Сорокина: Я это называю принципом корриды, когда сегодня достаточно одной капли крови, чтобы эмоции были, а через какое-то время нужно обязательно, чтобы уже растерзали кого-нибудь на арене, и только тогда это вызовет нужную эмоцию.
Мясникова: Это так, но главное, что сами основы новостной журналистики, информационной журналистики полностью за этим замылились. И это грустно, потому что это профессиональный навык, который будет очень трудно восстанавливать когда-то.
Сорокина: Филипп, ощущения такие же или что-то нам более радостное добавите?

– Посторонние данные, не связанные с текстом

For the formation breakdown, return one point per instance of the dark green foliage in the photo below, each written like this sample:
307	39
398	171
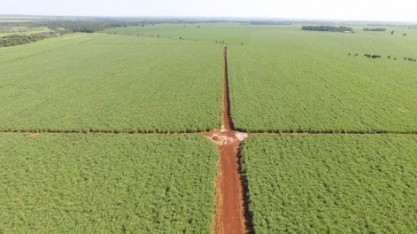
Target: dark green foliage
332	184
88	183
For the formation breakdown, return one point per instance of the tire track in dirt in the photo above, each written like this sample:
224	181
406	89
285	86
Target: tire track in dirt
231	215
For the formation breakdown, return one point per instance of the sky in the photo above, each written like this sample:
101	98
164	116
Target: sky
373	10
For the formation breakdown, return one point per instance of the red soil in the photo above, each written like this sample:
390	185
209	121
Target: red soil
229	217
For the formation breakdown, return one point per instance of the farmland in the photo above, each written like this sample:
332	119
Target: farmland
313	85
90	183
104	83
332	183
103	132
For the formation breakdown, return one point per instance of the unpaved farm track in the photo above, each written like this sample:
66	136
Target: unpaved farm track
231	216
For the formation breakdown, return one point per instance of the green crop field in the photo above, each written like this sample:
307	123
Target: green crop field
168	79
332	183
285	79
86	183
110	83
306	81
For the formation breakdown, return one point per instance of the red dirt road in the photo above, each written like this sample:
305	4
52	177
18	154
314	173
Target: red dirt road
229	217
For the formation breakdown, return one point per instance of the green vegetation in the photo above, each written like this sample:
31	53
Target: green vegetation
105	83
86	183
327	28
305	81
332	183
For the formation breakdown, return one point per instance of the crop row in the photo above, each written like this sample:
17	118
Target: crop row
331	183
106	184
278	90
113	83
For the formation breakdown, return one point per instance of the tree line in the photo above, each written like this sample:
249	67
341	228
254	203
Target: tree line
21	39
375	29
327	28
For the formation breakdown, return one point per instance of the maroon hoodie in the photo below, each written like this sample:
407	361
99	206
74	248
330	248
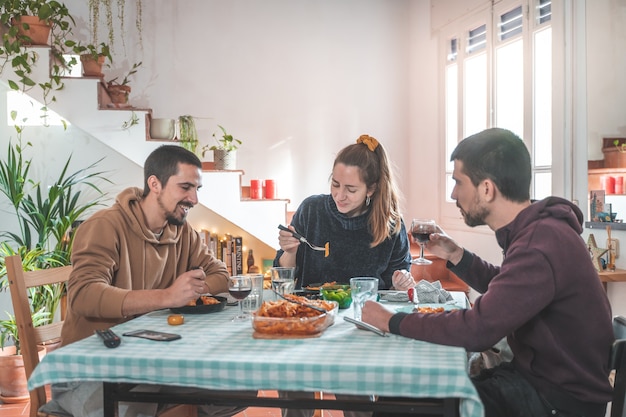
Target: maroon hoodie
546	298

Бахтин: Поскольку мы взяли за основу летоисчисление, отталкивающееся от Дождя, и говорим про медиа, то если говорить о медиа за эти последние 5 лет, то главное, что изменилось — это изменилась скорость изменений самих. То, как быстро меняются медиа, то, во что они превращаются, какие появляются новые носители, новые каналы — это невероятно интересно. Это и технологически, и социально. Если 5 лет назад Дождь был самым смелым каналом, который противостоял центральному телевидению, то теперь центральное телевидение вообще не участвует в игре, которую мы называем журналистика, а Дождь стал таким, на мой вкус, аксакалом и последним каким-то оплотом попытки сделать классическое телевидение.
Сорокина: Как быстро становятся аксакалами — 5 лет.

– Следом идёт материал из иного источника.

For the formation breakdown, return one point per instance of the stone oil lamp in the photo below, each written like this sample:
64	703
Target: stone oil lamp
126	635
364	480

Бахтин: Да. И то, что сейчас происходит самое интересное — это фантастическая скорость изменения этих носителей. Человек, который стоял у основы Дождя, Вера Кричевская, пару лет назад на полном серьезе, и это совершенно здравая мысль, обсуждала то, что будущий бродкастинг, возможно, будет основан на приложении whatsapp, а теперь и приложение whatsapp уже уходит на вторые роли. Вот это страшно интересно.
Сорокина: Хотела вот еще о чем вас спросить, прежде чем мы перейдем, может быть, к самым страшным изменениям, которые претерпели общественные настроения и масс-медиа в течение последнего, на мой взгляд, года-полутора. Это, по-моему, самые страшные были изменения. Сначала вот о чем хотела сказать. Мы с Николаем Карловичем в субботу ездили в Петербург, и когда мы были на платформе в субботу, то в поезд усаживалось большое количество знакомых лиц — всяких федеральных чиновников, людей из администрации, медийных лиц. И я тогда не могла понять, в чем дело, а потом оказалось, что там проходила, да и сейчас еще проходит некая медийная конференция, которая называется «Правда и справедливость» — вот такое громкое название. Проводит национальный наш фонд общественный. И, кстати говоря, завтра там будет выступать даже президент. С сайта я узнала, что это собрание журналистов из независимых региональных и местных СМИ. Вот вопрос возникает: такие независимые региональные и местные СМИ существуют ли в природе? И что такое независимость сегодня, особенно на региональном уровне?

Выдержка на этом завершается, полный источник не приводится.